Judging the Bullmastiff should be easier than some people make it. Approach the dog confidently. Please take into account that very young dogs in the puppy class may be in the ring for the first time and a bit tentative. This timidity or lack of confidence is not acceptable in adults but a puppy’s first experience in the ring can color its attitude for the rest of its life. Do not accept any show of aggressiveness toward humans. This is not the breed’s character.

One must take into account the temperament and structure of each breed when evaluating it in the ring. Bullmastiffs are not dainty and should not tiptoe lightly around the ring. Their movement should be efficient, strong without much effort. Flash is always attention–getting but it is not the ideal expression of Bullmastiff movement. Dogs should certainly show an interest and not appear deadheaded but the proper movement is not essentially associated with speed. A good moving Bullmastiff with cover a great deal of ground with strong, steady strides converging toward a center line as the speed increases. Keep in mind how the dog actually works. It isn’t at a trot but a trot is the best way to evaluate balance and soundness.

The head is the real identifying centerpiece of the dog but a lovely head on a working dog that isn’t a sound, efficient mover is worthless. The dog should be judged as a whole package in reference to what it was bred to do. The head is a cube on a cube with the muzzle being one–third of the entire head. The breadth of a muzzle and lower jaw is important because part of the dog’s purpose was to hold their quarry. Nostrils should be large and open. The dog had to run rapid sprints and hold someone with their mouth engaged. They needed the capacity to bring in air easily. Stenotic nares are a serious impediment to that ability. I had mentioned previously that some people tend to think more is better even if it is really incorrect. Remember in judging that the dog tends slightly more to the Mastiff than the Bulldog. The head is clearly described in the standard and it should not tend toward the Bulldog with the nose leather set on top of the muzzle rather than even with the front of it. The bite is level to slightly undershot. Slightly undershot actually assists in holding without biting through flesh. Wry bites are not just a fault; they are a deformity in any breed.

The standard calls for the dog to be almost square. It is very slightly longer than it is tall—very slightly. A deep broad chest is necessary for the lung capacity needed in its job. A strong back gives the dog stamina when working. Remember the back is only part of the topline. The slight arch over the loin gives the dog the ability to get its rear well under it when moving. The standard calls for moderate angulation. It would be negative for a heavy bodied dog to have strong angulation. That would not put the legs under the body sufficiently for support. The slight arch over the loin increases the ability for reach in the rear without heavy angulation. While the standard doesn’t really speak to front angulation it need to match the rear angulation. More angulation in the front leaves the dog’s rear unable to keep up with the front. More angulation in the rear causes the dog to interfere with the front movement or inhibit the rear movement. Either is negative to a sound moving dog.

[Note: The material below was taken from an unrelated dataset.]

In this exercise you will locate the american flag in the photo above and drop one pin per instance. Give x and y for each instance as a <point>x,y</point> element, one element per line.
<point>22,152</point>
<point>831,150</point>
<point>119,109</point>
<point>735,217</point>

When one is going over a dog please note that this is a very short coated breed. You can see everything. There is no need to do what I call Braille judging. Giving the dog a full body massage doesn’t expose anything that isn’t already clearly visible. Lightly going over the dog with your hands can tell you everything you need to know. If you have a question in your mind that a handler is trying to cover up some fault just ask the person to have the dog step forward a step or two on a loose lead. Everything is clearly visible that way. The best approach to judging is to consider the dog as a whole package, recognizing and stressing the virtues and considering the faults. Do not fixate on one factor. As a working dog, the importance is being physically and mentally fit for the job the dog was developed to do.